Excellent, Niki =D> 

Cheers :wink: 

Paul


----------



## gidon (5 Sep 2007)

Very clever - nice one Niki!
Cheers
Gidon


----------



## Niki (5 Sep 2007)

Thank you Paul and Gidon

Paul
"Good" is ok for me...I've never been "Excellent" at school...  

Regards
niki


----------



## NeilO (5 Sep 2007)

Another good one Niki,

Maybe you SHOULD write a book,your Jigs always seem easier to put together, and use basic workshop bits and pieces......

all hail our resident Jig Meister,Niki....


----------



## Niki (5 Sep 2007)

Thank you Neil

Book???....only when I get old and not be able to go to the garage...

Of course my jigs looks easier and made of basic materials....come to Poland and see what we have here...nothing (and that's a lot), I cannot find even a T-track...

We have here only the machines but there is no kind of, woodworking supplies like you have in UK.
The woodworking hobby is still not so popular here and, if no demand...no offer...

Regards
niki


----------



## brianhabby (5 Sep 2007)

Niki":3ghbhty9 said:


> ...I've never been "Excellent" at school...



Well Niki you might not have been excellent at school but you are here.

I think everyone looks forward to your excellent posts and this one is no exception, simple but very positive holding for small pieces.

Well done

regards

Brian


----------



## Niki (6 Sep 2007)

Thank you so much Brian

Actually, I was not even "good" at school...you can see my spelling mistakes  
When I type the text on the pictures, I don't have my "friend"...the spelling checker  

Regards
niki


----------



## keithhickson (6 Sep 2007)

The pictures of the jigs you make are excellent brilliant even, 8) I know I'm speaking as a novice  but some of the other popular jig designs are so complicated, and require so many different things to make them that I don't even try. Yours however are made of basic materials that we can obtain cheaply, if we don't already have them. Don't worry about your spelling I'd imagine your English is 100 times better than most of us know Polish :lol:


----------



## Niki (6 Sep 2007)

Thank you Keithhickson

My Polish is also very bad... :lol: 

As I replied before, the resources here are very poor and as they say in the Israeli army "That's what you have and with this, you have to win"...

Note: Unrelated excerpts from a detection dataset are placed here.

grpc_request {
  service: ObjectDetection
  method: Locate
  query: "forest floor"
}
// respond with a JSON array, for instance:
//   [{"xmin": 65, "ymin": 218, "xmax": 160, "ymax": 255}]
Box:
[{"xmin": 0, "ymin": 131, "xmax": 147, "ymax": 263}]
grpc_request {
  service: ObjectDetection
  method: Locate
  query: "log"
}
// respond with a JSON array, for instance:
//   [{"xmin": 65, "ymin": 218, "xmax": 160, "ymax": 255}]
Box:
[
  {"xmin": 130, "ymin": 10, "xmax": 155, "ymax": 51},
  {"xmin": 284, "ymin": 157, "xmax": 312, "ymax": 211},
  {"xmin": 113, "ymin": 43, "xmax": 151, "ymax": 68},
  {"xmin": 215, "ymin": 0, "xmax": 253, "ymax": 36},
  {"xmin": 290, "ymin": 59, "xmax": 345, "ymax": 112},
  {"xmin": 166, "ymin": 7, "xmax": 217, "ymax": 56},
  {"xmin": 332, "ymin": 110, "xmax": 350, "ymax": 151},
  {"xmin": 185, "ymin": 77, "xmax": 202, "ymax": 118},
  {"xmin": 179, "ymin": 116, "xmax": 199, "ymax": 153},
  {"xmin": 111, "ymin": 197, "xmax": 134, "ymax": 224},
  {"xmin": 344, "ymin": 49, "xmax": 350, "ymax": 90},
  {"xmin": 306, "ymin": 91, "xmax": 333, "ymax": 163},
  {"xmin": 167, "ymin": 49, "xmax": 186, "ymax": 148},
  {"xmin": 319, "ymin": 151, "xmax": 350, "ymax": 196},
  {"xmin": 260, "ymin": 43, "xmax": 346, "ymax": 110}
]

Oh, and even with my 13 years in the hobby, I still find some of the popular jigs too complicated for me...  

Regards
niki


----------



## barkwindjammer (14 Jan 2010)

Gin dobre, I am a complete novice to woodworking, its been a notion since I was a wee boy to 'make stuff' from wood, I'm now 42 and just starting out, reading your stuff Niki makes me weep, I never had the money to buy tools and gadgets for all these years, and now I realise that its been a lot of time wasted-when all along I've been blind to 'ingenuity'-mans greatest gift, keep rolling Niki, your a star !


----------



## TEO (16 Jan 2010)

Nice one Niki, it's always good to see an intelligent and simple piece of design.


----------



## Digit (22 Jan 2010)

Shalom! Great one Niki! L and LL, in England they seem to be pronounced the same, here in Wales it's very different, and I wouldn't even attempt to try and write the pronunciations! 

Roy.


----------



## Tenko (22 Jan 2010)

Roy,

Having visited Wales 7 or 8 times in the last 10yrs I'm getting to grips with that :roll: 

Mick.


----------



## Digit (22 Jan 2010)

Me too Mick, but how the Devil do you describe to some one how to pronounce 'Y' 'FF' 'F' 'D' and 'DD'? :lol: 

Roy.


----------



## Cicero (9 Feb 2010)

Thanks indeed Nicki.

Pity Lek didn't manage to bring Poland into the 21st century.

Communism has a lot to answer for.


----------



## jayman (14 Feb 2010)

nice one bud good pics


----------



## JoinerySolutions (9 Mar 2010)

Digit":36af7cs8 said:


> Me too Mick, but how the Devil do you describe to some one how to pronounce 'Y' 'FF' 'F' 'D' and 'DD'? :lol:
> 
> Roy.



Shout louder! Just like some Brits do on holiday in foreign climes :lol: :lol: :lol:


----------